Loenen-Abcoude 18/11/01
Utrecht-NW 25/11/01
Amsterdam-ZW 06/01/02
Haarlem 13/01/02
Leidsche Rijn 03/02/02
Oegstgeest 24/11/02

<<<


Broeders en zusters, geliefd in onze Heer, Jezus Christus,


Het zijn misschien wel de bekendste woorden van onze Heer, die zaligsprekingen hier. Maar hoe bekend ze ook zijn, ze blijven tegelijk vreemd. Zalig, gelukkig, gezegend ben je. Negen keer klinkt het en negen keer verwacht je dan iets wat je wel zou willen zijn of wel zou willen hebben. Gelukkig ben je als je slim en inventief bent, want dan zul je het wel redden op aarde. Maar dat soort dingen komen negen keer niet. Negen keer gaat het over mensen die iets niet hebben en die iets zijn wat ik uit mezelf niet ben en meestal ook liever niet ben. Negen keer voel ik me uitgenodigd, uitgedaagd: gelukkig, ja, dat wil ik ook wel worden, ook wel zijn. Maar negen keer voel ik me meteen op het verkeerde been gezet. Arm, verdrietig, vervolgd, versmachtend, uitgelachen en belasterd wil ik liever niet zijn. Wat is dat voor een Heer, die gelukkig noemt wie ongelukkig zijn? En wat betekent dat voor mij? Zullen we maar gewoon luisteren en kijken wat er gebeurt?


Zalig, gelukkig, gezegend ben je als je arm van geest bent, beter: als je een bedelaar om geest bent. Het gaat maar niet om arm zijn, om weinig hebben, maar om een bedelaar zijn, die niets heeft en moet leven van wat hij krijgt. En deze bedelaars gaat het dan niet om geld, of om wat te eten, maar om geest, levensadem, zelfbewuste levenskracht, kortweg om leven. Gelukkig ben je als je bedelt om je leven. Gelukkig ben je als je je leven niet in eigen hand hebt, als je je levenskracht niet zelf hebt, in jezelf hebt, maar als je er telkens weer om bedelen moet. Gelukkig ben je als je je leven krijgen, ontvangen moet; als je een totaal afhankelijk mens bent.

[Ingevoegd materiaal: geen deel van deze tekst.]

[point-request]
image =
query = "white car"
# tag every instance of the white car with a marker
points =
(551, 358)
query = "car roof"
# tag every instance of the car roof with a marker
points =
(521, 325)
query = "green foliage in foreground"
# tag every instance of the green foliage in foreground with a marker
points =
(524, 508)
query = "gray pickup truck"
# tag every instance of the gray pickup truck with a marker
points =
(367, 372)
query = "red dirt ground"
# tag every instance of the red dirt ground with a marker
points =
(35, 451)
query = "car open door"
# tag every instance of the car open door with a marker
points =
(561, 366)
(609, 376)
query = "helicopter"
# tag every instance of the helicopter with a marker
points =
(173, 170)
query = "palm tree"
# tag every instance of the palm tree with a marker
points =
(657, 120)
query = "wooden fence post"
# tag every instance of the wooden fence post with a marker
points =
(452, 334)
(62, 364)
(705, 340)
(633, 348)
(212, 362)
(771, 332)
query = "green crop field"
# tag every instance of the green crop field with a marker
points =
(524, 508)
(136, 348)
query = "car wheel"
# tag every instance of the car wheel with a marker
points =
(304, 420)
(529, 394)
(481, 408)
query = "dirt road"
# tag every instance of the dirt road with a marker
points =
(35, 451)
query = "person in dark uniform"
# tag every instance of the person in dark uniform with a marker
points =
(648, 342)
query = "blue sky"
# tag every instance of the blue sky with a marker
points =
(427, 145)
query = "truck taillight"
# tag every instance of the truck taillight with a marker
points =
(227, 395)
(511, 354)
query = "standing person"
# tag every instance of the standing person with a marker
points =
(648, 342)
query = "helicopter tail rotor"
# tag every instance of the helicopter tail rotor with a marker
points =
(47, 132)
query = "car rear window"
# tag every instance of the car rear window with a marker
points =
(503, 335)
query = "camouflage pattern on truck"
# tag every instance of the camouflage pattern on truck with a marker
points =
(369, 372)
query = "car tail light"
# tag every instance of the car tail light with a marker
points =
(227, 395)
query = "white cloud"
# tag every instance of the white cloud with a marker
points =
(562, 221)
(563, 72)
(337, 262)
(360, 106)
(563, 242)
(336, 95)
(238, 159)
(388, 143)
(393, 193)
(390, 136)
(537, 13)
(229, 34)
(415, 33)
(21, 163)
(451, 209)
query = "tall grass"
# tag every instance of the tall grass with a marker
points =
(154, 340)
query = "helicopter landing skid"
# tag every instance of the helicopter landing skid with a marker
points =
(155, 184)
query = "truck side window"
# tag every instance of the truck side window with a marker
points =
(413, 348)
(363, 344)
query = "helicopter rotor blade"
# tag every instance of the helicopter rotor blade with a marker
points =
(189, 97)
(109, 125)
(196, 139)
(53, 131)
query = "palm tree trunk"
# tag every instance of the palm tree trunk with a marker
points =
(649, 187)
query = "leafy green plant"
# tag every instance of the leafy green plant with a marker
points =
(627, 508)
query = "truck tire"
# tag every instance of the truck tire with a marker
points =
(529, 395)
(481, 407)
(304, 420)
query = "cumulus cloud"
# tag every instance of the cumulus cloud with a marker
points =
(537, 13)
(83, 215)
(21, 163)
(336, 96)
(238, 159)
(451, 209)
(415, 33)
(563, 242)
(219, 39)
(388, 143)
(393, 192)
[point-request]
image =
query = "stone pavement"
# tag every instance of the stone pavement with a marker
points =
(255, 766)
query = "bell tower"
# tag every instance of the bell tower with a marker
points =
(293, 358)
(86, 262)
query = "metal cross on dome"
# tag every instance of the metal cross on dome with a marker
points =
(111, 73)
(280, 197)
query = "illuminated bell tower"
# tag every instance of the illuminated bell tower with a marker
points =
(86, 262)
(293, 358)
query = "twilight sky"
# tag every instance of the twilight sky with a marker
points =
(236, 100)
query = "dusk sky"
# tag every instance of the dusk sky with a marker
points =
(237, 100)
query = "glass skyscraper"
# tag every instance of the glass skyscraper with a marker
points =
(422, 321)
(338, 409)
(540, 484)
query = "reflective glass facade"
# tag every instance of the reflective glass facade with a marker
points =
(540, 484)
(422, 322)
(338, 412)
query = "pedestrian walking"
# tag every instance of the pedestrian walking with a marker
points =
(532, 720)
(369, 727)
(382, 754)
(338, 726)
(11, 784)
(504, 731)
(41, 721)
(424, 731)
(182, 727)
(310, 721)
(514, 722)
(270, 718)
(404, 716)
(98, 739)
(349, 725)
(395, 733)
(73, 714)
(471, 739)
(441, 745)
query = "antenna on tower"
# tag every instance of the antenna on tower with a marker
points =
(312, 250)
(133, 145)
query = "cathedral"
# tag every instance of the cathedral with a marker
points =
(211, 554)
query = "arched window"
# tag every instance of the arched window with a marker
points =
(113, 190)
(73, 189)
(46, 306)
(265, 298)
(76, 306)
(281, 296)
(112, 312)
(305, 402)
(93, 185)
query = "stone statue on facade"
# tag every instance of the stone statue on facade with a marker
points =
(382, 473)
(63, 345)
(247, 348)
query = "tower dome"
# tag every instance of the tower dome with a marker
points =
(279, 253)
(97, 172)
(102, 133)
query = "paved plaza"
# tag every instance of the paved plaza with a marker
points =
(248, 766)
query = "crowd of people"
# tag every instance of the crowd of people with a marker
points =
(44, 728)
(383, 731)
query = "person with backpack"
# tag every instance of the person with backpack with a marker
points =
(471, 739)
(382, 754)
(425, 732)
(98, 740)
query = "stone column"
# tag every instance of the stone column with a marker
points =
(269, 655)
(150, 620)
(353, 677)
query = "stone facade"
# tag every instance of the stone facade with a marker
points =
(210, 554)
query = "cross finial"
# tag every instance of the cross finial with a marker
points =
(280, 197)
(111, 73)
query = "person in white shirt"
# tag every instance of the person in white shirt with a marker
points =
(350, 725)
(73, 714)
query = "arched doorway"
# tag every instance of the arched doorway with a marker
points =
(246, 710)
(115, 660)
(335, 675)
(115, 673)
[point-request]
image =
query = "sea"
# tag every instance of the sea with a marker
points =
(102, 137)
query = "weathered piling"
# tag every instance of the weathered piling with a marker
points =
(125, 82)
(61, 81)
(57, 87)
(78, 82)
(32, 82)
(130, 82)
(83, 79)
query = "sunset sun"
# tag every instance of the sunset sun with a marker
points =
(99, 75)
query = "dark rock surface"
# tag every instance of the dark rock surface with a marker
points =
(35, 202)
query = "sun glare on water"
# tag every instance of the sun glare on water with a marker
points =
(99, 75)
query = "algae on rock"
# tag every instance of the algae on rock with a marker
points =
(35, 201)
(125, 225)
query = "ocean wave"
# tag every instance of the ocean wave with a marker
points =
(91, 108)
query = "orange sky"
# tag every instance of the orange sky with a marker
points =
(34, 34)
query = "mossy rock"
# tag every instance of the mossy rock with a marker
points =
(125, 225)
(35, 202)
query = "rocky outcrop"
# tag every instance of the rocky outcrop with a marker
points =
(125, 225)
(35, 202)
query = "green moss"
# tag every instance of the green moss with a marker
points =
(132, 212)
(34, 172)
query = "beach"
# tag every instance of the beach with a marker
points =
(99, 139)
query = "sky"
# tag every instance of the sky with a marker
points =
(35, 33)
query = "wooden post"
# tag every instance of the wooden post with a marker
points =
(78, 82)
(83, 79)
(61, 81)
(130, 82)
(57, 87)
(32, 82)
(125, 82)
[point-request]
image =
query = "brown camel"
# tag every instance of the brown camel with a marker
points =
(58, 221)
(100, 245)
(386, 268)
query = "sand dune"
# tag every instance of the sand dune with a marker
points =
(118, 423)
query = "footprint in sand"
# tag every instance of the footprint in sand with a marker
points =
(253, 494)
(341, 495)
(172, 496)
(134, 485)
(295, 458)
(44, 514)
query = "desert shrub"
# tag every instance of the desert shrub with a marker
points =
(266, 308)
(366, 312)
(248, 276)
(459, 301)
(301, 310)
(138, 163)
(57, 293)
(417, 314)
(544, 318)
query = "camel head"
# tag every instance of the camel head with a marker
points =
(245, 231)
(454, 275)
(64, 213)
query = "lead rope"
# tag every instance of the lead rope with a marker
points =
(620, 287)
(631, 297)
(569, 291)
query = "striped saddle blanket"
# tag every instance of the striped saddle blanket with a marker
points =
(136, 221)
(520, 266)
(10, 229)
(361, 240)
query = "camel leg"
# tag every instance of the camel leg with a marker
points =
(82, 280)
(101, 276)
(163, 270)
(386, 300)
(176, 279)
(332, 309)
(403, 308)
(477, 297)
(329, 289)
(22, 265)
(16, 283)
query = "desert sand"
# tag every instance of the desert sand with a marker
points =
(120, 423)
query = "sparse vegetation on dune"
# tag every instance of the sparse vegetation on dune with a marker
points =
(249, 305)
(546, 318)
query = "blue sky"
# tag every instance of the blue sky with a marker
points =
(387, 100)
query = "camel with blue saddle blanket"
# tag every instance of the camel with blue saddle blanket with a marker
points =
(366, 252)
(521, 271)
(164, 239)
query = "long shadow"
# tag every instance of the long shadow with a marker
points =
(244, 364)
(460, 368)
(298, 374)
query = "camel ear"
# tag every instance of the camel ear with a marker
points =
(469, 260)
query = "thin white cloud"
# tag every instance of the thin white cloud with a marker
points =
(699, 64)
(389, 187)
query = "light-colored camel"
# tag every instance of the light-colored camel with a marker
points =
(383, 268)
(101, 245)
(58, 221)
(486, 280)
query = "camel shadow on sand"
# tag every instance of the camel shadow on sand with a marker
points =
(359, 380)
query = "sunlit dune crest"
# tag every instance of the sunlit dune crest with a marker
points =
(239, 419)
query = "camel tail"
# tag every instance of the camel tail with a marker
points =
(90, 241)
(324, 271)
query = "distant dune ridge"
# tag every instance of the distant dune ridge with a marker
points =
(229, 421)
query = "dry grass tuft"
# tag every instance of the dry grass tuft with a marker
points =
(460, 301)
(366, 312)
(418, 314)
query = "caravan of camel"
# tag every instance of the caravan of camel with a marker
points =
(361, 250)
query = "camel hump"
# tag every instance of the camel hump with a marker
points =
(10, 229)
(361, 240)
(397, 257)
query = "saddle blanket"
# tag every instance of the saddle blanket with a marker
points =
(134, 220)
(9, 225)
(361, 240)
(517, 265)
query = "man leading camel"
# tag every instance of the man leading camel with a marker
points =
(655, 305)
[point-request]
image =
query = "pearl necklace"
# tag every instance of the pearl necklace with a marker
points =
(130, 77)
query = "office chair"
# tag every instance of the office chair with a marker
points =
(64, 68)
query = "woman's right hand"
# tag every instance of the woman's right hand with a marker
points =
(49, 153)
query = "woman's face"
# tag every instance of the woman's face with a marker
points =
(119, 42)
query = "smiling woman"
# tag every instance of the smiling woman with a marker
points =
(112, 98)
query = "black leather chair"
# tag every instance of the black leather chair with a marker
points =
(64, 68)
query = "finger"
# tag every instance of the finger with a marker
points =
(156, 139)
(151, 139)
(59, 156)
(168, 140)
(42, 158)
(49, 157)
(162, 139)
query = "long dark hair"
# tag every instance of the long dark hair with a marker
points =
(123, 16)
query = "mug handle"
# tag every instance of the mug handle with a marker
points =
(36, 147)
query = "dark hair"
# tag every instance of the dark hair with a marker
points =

Gelukkig ben je, gezegend ben je - de woorden staan open, ze vormen een uitnodiging, een uitdaging. Wie wil er nu niet gelukkig worden, niet gezegend zijn? Maar als je de woorden binnengaat kom je via een smalle weg bij een nauwe poort: afhankelijkheid, bedelaar zijn voor heel je leven, voor al je levensmogelijkheden, heel je zelfbewuste ik. Voor die nauwe poort blijf ik vanzelf staan. Wil ik dát wel? Ik leef zelf, neem m’n beslissingen zelf, maak zelf uit hoever ik me geef, waar ik me kwetsbaar opstel en waar niet, ik laat niet met mij sollen. Zo de regie uit handen geven - je weet nooit wat er dan gebeurt.

Aan de andere kant van die nauwe poort is het koninkrijk. Dat staat er bij: van hen, van zulke mensen is het hemels koninkrijk. Dat is vast erg mooi. Maar waarom zulke onmogelijke eisen? Bedelaar van geest zijn. Iets als: wie hier binnengaat moet alle eigendunk laten varen. Maar dat betekent toch ongeveer hetzelfde als: wie hier binnengaat moet alle hoop laten varen. Echt afhankelijk zijn voor echt heel m’n leven, ophouden met al mijn ’ik zelf’ - maar dan sta ik helemaal onbeschermd, op genade of ongenade overgeleverd aan, ja, aan wie eigenlijk?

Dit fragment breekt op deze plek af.